Intrigued by the Isabella Stewart Gardner Museum’s
“Henrik Håkansson: Cyanopsitta spixii Case Study #001,”
which is up through September 17? Haven’t seen it yet? On July 26, Scott Edwards, professor of organismic and evolutionary biology and curator of ornithology at Harvard’s Museum of Comparative Zoology, gives a noontime talk in the Gardner’s special exhibition gallery about the Spix’s macaw, a species on the brink of extinction. A rare 19th-century specimen of this bird, on loan from Harvard, is at the heart of Håkansson’s compelling exhibition.
Over the past decade, Robert Sargent Fay has often photographed people and places associated with the arts, such as the Apple Hill Center for Chamber Music in Nelson, New Hampshire, and Ken Burns and his Florentine Films in Walpole, New Hampshire. His work also reflects his interest in history, the American West, and the extraordinary beauty he finds in horses.

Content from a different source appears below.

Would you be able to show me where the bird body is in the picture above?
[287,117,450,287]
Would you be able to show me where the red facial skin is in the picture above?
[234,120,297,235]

“Kindred Spirits: The Intimate Photographs of Robert Sargent Fay,”
at the Fitchburg Art Museum through September 10, features some 40 works, and on August 3, Fay presents the workshop “Adventures in Photographing Great Horses,” in which he’ll talk about horses who left a lasting impression on him and offer tips on photographing equines and other animals. Bring your own brown-bag lunch and think good thoughts about Barbaro.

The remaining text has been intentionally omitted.